How well do you maintain your equipment grounding conductors (EGC)? Do you maintain them at all? If so, then how?

First, it helps to get the terminology correct. The EGC has nothing to do with grounding. In fact, it's pointless to ground load side equipment. With the 2008 revision, the NEC made great strides toward correcting misuse of the word "grounding." But it still has to cross the finish line on that problem; thus, it prescribes "grounding" conductors that don't do grounding.

The Art. 100 definitions of "grounding" and "bonding" cut through the confusion. Based on those definitions, an EGC isn't a grounding (connect to earth) conductor. The EGC is a bonding conductor. As such, it forms a low-resistance metallic path.

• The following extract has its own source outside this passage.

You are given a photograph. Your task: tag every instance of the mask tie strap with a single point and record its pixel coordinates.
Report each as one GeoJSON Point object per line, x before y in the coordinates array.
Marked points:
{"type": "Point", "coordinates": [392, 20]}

EGC maintenance typically means "visual inspection." A visual inspection can find only obvious corrosion or an obvious break in the path and will miss the most likely problem. Conditions such as water ingress or harmonic current flow can, over time, result in high impedance across the connection points in an equipment bonding path.

The only way to find the problem points is to measure impedance along the entire chain of EGC, from the equipment to the next node. However, not with a digital multimeter — it simply can’t do the job. Nor should you use a ground testing instrument.

Use an impedance tester that has a "low ohms" function with AC current. How often you should test depends on how severe conditions are.